# Wanted - FIXIE



## Young Un (10 Oct 2008)

*Wanted - FIXIE PARTS*

as the title suggest i would like a fixie or parts for a fixie for as little as possible as i am thinking of starting to commute to school

i am based in redditch, worcestershire - the closer the better

i think i need:

bb
bars and stem
front wheel - possible rearwheel
crankset
seatpost
brake levers and brakes
pannier rack


----------



## Joe24 (11 Oct 2008)

Or ask around in your cycle club for someone with an old fixed, old frame and te parts to build up into a fixed.

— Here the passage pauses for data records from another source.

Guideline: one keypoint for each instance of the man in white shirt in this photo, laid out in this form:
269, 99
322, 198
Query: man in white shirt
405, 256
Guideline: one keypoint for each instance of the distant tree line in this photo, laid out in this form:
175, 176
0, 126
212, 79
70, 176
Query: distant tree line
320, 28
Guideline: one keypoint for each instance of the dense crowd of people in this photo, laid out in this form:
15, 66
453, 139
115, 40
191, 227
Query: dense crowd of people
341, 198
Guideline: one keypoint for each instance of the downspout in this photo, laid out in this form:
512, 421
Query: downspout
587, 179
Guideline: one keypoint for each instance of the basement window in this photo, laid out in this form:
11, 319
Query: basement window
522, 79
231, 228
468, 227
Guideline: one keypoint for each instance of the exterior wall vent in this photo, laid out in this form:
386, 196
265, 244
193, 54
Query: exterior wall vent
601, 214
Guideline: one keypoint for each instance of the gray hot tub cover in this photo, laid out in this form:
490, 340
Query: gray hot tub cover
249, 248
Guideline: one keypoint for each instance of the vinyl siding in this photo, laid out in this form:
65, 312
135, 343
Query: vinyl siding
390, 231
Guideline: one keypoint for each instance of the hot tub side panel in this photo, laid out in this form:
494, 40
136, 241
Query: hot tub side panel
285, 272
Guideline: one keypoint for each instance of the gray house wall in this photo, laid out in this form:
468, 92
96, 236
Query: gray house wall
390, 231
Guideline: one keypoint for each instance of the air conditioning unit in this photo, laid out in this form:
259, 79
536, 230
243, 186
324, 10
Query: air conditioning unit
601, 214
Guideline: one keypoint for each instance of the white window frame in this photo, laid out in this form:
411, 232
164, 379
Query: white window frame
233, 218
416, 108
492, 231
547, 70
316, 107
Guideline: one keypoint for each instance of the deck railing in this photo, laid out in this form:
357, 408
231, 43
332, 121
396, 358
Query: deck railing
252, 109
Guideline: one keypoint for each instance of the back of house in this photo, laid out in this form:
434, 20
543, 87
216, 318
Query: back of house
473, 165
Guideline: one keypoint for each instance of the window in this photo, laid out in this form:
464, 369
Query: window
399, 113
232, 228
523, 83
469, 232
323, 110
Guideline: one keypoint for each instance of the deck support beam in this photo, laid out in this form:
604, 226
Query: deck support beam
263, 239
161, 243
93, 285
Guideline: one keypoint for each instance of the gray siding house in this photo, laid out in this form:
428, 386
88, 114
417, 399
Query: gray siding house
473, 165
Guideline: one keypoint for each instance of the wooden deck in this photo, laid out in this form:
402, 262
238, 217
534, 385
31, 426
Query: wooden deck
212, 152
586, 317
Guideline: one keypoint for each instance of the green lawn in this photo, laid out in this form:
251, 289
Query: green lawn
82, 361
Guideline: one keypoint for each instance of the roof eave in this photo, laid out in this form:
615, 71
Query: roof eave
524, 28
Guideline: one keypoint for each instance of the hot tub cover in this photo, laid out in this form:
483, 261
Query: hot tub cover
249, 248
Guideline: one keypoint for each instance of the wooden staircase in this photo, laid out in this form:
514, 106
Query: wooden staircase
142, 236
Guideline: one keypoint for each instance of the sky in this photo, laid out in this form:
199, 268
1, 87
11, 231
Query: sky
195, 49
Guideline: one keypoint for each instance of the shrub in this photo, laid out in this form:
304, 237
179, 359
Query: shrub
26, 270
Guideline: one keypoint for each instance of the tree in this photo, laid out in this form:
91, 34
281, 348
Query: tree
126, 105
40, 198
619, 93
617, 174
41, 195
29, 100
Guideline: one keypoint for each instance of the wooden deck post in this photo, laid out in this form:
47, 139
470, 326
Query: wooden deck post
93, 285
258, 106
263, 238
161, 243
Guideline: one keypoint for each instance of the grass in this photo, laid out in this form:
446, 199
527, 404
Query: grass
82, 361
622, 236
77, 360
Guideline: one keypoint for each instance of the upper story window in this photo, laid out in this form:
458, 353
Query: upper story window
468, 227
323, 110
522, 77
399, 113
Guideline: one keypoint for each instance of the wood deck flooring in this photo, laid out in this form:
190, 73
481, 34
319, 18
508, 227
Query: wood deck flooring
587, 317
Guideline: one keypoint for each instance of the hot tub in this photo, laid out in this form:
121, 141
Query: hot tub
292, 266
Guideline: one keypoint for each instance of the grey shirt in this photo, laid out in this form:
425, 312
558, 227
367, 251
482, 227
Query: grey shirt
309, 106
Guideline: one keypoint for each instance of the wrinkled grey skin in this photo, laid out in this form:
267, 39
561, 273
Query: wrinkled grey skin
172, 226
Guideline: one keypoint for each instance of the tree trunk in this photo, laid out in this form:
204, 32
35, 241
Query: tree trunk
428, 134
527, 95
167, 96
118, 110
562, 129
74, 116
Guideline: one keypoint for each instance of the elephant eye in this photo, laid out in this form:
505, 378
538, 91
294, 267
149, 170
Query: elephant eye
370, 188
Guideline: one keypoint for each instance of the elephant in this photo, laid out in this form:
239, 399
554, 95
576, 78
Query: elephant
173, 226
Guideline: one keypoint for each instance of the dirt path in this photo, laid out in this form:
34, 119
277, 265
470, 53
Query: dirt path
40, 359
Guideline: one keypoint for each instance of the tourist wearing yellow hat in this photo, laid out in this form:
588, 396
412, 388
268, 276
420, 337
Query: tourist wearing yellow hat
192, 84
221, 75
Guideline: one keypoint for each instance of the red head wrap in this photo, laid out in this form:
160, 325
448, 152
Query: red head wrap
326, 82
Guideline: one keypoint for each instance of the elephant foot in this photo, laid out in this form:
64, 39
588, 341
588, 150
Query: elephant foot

They should all have something.


----------



## Young Un (11 Oct 2008)

im going to ask in the club on wednseday - have already put a post up on the forum


----------



## Young Un (14 Oct 2008)

anyone got anything - all things considered.


----------



## Joe24 (14 Oct 2008)

You asked around in your club Young Un.

Does this song resemble me
I am your role model


----------



## Young Un (14 Oct 2008)

not yet as i have not been to the club since i got the idea.

UNfortunately you are very kuch like my role model - you got a giant scr then i got one, you built your own fixed and now I want to build my own fixed.I am worried - I really am turning into JOe.


----------



## Joe24 (14 Oct 2008)

Its because fixed's are cool, innit
Some people in your club will be able to get you some fixed stuff sorted out, alot of them ran fixed in winter, and some have a bike tucked away somewhere that they havent used for years.


----------



## Young Un (14 Oct 2008)

hopefully so, I am going to ask around tomorrow.


----------